粟野―田引露頭周辺には,カタクレーサイト,マイロナイトなどの断層岩が分布する.これら断層岩について露頭産状,各種微細構造解析から変形条件その他の地質情報が得られる.これらの地質情報を,上記点群情報に付加したものが,三次元詳細断層内部構造モデルの基礎データとなる.この基礎データから,どのように3次元モデルを構築するかは検討中である.構築した三次元詳細断層内部構造モデルは数値情報として与えられるため,容易に数値計算に利用することが可能であり,様々な断層深部現象の数値的な評価を可能とするものと期待される.

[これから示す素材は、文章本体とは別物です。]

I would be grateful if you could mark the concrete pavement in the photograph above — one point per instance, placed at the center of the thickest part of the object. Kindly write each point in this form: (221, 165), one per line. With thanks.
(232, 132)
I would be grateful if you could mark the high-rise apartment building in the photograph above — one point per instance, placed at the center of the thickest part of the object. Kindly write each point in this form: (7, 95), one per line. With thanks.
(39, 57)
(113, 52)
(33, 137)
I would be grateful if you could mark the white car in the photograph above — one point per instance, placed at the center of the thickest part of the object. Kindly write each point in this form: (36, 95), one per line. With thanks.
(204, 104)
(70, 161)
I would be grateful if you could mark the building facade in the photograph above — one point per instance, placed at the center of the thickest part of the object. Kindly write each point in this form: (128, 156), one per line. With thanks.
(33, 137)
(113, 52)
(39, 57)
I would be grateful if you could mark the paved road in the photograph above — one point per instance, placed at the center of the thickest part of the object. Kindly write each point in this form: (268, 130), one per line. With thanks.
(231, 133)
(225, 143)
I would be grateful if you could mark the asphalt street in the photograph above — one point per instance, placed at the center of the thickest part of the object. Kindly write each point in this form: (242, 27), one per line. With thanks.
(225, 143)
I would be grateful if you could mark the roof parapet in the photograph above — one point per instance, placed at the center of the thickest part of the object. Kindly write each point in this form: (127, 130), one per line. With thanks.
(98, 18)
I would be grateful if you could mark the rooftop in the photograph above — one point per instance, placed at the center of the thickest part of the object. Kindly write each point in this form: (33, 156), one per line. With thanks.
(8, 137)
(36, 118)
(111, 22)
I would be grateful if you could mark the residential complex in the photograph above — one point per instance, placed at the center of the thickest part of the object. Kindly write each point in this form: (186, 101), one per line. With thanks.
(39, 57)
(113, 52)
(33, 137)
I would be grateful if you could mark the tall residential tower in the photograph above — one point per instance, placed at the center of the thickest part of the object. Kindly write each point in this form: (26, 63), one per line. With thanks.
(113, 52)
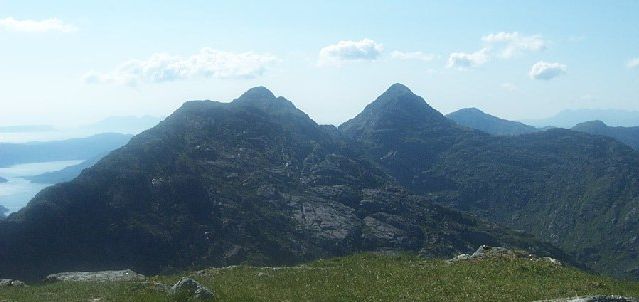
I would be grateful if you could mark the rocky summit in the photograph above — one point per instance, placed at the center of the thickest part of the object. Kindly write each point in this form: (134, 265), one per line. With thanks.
(575, 190)
(251, 181)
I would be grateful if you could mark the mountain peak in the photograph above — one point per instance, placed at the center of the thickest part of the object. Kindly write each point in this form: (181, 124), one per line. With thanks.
(597, 123)
(398, 107)
(261, 97)
(398, 88)
(259, 92)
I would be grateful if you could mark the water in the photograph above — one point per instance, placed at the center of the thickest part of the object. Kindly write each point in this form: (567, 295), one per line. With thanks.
(17, 192)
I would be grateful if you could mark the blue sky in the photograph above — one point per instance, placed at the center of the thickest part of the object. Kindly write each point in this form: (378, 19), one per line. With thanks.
(74, 62)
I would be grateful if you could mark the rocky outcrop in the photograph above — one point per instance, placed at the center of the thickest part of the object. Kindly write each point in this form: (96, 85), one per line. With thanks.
(11, 283)
(102, 276)
(490, 252)
(595, 299)
(190, 289)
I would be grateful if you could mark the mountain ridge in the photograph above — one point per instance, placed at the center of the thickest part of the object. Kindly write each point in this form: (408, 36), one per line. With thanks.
(477, 119)
(539, 182)
(626, 135)
(251, 181)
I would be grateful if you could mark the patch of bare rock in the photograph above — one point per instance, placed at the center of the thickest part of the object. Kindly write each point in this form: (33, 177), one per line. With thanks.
(491, 252)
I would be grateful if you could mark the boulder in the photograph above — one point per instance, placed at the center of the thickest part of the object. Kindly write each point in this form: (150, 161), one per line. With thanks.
(102, 276)
(188, 288)
(11, 283)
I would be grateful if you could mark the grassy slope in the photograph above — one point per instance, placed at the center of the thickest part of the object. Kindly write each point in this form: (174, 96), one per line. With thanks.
(364, 277)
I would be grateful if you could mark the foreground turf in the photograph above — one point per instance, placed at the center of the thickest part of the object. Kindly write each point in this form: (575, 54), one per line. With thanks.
(364, 277)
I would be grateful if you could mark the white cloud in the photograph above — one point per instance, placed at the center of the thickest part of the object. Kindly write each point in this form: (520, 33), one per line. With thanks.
(462, 60)
(37, 26)
(364, 50)
(546, 71)
(207, 63)
(513, 43)
(412, 55)
(509, 86)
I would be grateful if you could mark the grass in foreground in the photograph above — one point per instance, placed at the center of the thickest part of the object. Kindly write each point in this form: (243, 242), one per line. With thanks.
(363, 277)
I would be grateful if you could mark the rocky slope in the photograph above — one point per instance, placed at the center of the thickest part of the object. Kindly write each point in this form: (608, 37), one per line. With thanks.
(477, 119)
(252, 181)
(626, 135)
(578, 191)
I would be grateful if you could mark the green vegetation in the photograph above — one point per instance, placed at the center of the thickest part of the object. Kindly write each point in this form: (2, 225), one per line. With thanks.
(362, 277)
(575, 190)
(207, 188)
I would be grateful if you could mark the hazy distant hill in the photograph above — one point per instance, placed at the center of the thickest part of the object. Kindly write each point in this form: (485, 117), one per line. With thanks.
(569, 118)
(65, 174)
(626, 135)
(25, 128)
(70, 149)
(576, 190)
(477, 119)
(252, 181)
(123, 124)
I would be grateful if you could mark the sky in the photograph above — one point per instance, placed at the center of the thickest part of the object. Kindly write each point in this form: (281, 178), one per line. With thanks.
(76, 62)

引用文献 [1] 高木英雄, 1985, 地雑, 91, 637-651. [2] 島田耕史, 1998, 地雑, 104, 825-844. [3] Shigematsu, N. et al., 2017, Tectonophysics, 696, -52-69. [4] 香取ほか, 2017, 日本地質学会第124年学術大会 T8-P-1 [5] Low, D.G., 2004. Int. J. Comp. Vis., 60, 91-110.[6] Scharstein, D. and Szeliski, R., 2002. Int. J. Comp. Vis., 47, 7-42.